Сибилла даже прикрыла глаза.
— Дурачок, я знаю все синонимы и антонимы. Понял? Ты новенький. Ты нэ здешний. Ты откуда? Подожди, не говори. Я попробую вычислить, а ты мэна поправишь.
Она почти отгадала, внимательно, словно врач, разглядев его. В ее беззастенчивости и бесцеремонности было столько дружеского, что это не вызывало отрицательных реакций у Коршака. Он только удивился, почему второй раз его таким образом удачно «вычисляют». А все было очень просто — о том, что он новичок, можно было догадаться издали. И даже о его профессии. Он сам потом научился делать такие «исчисления», особенно здесь, вернее, именно здесь, в этом доме, среди этих людей. Но Сибилла не сказала ему этого, не сказала, как она исчислила. Ощущение бессилия, пустоты, провала какого-то, точно внутри от горла в грудь, в легкие образовалась широкая горячая труба — дышал через эту трубу огненным воздухом.
И вдруг увидел перед собой добрые встревоженные глаза Сибиллы. Она почти переехала по эту сторону стола со своим стулом, и теперь, положив на плечи Коршаку теплую мягкую руку, заглядывала ему в лицо.
— Э-э, мальчик… Ты добрый мальчик… Так нельзя, дорогой. Се ля ви. Вырастешь — разберешься, не нашего ума дело это. Ты, наверное, очень издалека появился здесь? Да? Сибилла права?
— Да, издалека, Сибилла, вы правы…
— О, дарагой. Зови меня на «ты». Говори: — ты, Сибилла. У нас так не принято — называть друг друга во множественном числе. Друг один, это он. Понимаешь? Ты — друг, он — друг или брат.
Коршак смутно слышал, что она говорила, понимал только, что говорит она что-то хорошее, для него.
Но все-таки что-то нужно было делать — он не умел не делать ничего, просто ждать, чем все кончится. Так еще не бывало с ним ни на «Памяти Крыма», ни на тралении, ни на берегу, ни в питье, ни в ссоре. Коршак стал подниматься. И Сибилла придержала его за запястье.
— Возьми себя в руки, мальчик. Ты ведь даже не найдешь, где все это происходит. Я многое знаю здесь, но и я не смогу сейчас найти твоего друга… Много комнат… Много телефонов… Садись, дурачок. Будем ждать. Это не долго. Просто ему скажут несколько фраз, улыбнутся, и он уйдет.
Она вдруг замолчала и стала смотреть в сторону буфетной стойки. Там что-то изменилось в обстановке — изменился микроклимат очереди.
— Теперь спокойно и внимательно гляди туда, — сказала Сибилла. — Автор проекта здесь. Видишь взрослую даму в черном?
Оживленная, вальяжная очередь вдруг словно потускнела. Слева в группе строгих подтянутых мужчин стояла женщина в черном. На ней было черное в меру декольтированное платье, с кружевами по вороту, длинные рукава платья обтягивали тонкие красивые руки до самых узких запястий, и туфли на ней были строгие и изящные, но тоже черные. В высоко зачесанных седеющих волосах — серебряный гребень. Это было единственным в ее облике неожиданным, оно придавало всей ее фигуре какую-то обдуманную законченную полуофициальность. Как расстегнутый воротничок на сержанте, как сдвинутая на затылок и немного набекрень фуражка на Феликсе — в такие минуты с ним можно было говорить о любом предмете, и можно было осторожно пошутить.

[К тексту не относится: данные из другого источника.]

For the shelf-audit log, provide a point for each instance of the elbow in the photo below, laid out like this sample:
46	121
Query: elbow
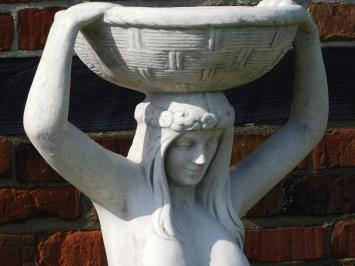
40	132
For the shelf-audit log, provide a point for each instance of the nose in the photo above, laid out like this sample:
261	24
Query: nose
200	158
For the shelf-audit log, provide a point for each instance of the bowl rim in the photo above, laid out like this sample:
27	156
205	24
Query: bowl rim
204	16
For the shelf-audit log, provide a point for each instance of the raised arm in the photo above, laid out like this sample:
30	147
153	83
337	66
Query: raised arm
103	176
257	174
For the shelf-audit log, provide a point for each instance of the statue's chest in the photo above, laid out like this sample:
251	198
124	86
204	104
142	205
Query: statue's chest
201	244
135	243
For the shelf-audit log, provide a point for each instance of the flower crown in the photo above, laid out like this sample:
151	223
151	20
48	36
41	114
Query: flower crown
191	118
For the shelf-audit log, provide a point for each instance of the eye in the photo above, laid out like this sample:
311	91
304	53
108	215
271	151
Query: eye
184	144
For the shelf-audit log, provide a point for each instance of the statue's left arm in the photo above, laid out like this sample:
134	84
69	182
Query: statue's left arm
252	178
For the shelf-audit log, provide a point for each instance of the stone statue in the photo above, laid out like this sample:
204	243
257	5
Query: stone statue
174	200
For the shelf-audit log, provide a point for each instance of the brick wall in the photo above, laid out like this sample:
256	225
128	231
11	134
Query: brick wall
308	219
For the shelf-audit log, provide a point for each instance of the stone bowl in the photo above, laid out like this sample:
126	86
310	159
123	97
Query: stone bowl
187	49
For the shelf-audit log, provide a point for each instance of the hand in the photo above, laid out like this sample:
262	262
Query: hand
83	14
274	3
305	29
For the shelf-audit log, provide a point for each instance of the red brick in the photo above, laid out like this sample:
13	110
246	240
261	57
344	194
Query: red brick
244	144
285	244
19	204
34	25
30	166
269	205
336	149
6	31
334	21
5	159
72	249
343	240
116	144
17	250
323	195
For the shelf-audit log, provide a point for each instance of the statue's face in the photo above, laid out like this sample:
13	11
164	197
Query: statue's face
189	156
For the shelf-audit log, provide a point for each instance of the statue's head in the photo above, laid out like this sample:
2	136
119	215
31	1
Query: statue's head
186	139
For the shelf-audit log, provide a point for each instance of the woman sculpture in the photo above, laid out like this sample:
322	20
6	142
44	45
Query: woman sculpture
174	200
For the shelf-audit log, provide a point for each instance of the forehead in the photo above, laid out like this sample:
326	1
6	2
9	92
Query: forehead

Несмотря на свое состояние, Коршак видел эти подробности и думал о них — это уже сделалось его второй натурой: видеть, видеть все…

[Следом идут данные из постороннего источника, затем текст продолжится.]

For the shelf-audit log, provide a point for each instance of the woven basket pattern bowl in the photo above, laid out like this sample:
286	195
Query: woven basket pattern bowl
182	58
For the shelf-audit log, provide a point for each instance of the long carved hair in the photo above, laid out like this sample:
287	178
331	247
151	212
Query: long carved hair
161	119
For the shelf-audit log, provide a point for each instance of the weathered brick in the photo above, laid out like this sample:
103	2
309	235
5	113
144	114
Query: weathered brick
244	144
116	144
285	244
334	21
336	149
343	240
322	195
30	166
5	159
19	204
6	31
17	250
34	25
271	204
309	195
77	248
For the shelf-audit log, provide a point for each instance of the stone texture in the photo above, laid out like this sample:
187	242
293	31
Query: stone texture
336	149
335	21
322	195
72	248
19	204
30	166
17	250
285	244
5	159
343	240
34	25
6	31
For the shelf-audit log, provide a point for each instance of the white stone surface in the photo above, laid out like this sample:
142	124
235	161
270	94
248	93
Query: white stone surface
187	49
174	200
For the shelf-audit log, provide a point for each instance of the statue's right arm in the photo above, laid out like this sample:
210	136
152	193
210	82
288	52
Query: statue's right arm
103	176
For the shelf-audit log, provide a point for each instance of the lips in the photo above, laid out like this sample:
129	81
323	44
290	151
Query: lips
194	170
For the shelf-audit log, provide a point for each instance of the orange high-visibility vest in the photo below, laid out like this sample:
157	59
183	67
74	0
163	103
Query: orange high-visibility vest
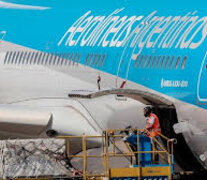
155	129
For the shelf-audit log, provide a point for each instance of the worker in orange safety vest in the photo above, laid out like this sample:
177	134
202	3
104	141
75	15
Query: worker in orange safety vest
152	125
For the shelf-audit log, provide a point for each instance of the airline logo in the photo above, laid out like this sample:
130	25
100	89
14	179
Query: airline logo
151	31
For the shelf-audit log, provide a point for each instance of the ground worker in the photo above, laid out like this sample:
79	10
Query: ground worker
152	129
152	122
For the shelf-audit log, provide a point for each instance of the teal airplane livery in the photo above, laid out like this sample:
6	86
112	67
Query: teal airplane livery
55	53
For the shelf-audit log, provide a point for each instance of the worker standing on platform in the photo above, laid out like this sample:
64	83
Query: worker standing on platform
152	122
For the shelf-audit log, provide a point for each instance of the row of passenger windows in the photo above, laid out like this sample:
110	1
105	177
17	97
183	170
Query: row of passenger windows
55	59
171	62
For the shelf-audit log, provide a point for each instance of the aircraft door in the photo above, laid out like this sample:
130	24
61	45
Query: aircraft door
202	81
122	69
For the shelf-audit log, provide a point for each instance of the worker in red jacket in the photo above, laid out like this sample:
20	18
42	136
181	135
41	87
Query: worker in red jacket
152	124
153	128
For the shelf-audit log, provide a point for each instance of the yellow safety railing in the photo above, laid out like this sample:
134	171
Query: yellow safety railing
110	137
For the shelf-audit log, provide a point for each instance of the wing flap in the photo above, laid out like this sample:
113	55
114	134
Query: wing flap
24	121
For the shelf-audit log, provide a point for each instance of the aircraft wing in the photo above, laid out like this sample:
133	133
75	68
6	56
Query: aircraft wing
23	121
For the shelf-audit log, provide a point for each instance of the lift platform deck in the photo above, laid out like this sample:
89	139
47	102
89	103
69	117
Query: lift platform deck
145	152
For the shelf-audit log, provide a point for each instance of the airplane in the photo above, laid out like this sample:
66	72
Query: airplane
74	67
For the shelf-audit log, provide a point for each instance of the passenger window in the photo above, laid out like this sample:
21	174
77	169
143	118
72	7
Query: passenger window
153	63
94	61
78	61
177	62
158	61
163	59
24	58
67	59
5	59
103	59
9	57
27	57
39	58
184	62
140	62
17	58
145	61
76	54
89	63
99	58
71	58
148	65
86	59
46	58
166	63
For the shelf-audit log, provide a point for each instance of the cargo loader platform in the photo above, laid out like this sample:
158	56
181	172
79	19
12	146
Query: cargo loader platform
144	153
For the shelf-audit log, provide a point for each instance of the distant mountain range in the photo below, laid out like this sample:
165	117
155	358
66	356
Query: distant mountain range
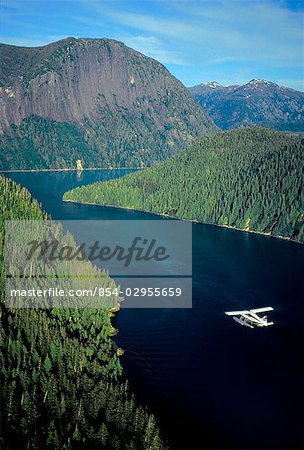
91	99
258	102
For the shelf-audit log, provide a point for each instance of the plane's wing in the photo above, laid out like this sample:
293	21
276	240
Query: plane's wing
267	308
236	313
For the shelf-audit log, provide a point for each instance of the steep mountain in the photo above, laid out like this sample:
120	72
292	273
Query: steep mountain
258	102
251	179
91	99
61	379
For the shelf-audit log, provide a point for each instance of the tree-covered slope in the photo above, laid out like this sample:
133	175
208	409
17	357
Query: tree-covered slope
251	179
123	106
61	379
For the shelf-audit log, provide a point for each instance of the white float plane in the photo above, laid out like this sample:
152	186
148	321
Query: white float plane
250	318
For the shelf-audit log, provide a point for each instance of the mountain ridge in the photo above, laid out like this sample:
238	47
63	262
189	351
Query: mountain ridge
126	106
258	102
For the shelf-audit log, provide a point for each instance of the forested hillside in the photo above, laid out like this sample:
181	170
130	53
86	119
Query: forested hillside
251	179
61	378
91	99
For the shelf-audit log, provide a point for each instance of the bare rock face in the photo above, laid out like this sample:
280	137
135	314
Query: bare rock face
127	107
258	102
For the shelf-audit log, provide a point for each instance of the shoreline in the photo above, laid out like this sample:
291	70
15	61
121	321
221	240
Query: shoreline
190	220
71	169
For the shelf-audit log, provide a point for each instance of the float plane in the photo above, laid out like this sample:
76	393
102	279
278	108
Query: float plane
250	318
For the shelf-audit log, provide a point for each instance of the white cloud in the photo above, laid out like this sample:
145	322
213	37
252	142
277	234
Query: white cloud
153	47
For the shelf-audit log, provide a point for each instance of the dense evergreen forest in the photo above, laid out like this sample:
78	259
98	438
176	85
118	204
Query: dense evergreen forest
62	385
251	179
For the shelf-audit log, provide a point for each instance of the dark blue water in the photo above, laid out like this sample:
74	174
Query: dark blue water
211	382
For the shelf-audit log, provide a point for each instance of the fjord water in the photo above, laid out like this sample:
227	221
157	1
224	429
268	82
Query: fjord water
211	382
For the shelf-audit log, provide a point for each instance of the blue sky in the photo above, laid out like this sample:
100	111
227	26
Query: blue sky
229	41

Женщина в черном что-то негромко, с полуулыбкой на бледном сухощавом лице говорила мужчинам и было такое впечатление, словно все они сейчас по знаку женщины в черном двинутся куда-то процессией… Прислушивались к словам женщины в черном остальные, в очереди, и только одна очень хорошенькая, очень холеная девица в джинсах, не доходящих гачами до щиколоток, в вязаной кофте с нашитыми на локти кожаными заплатами, щебетала с буфетчицей. Коршак видел их всех так, словно на всю эту группу был направлен свет юпитеров, а остальное — зал, буфет с кофеварочной машиной, с полками, заставленными разномастными бутылками, блоками заграничных сигарет, коробками с жевательной резинкой, в зеркалах и потолок мореного дуба — все это было погружено во мглу, хотя на самом деле горели на стенах бра и светились в несколько огней мягким светом люстры.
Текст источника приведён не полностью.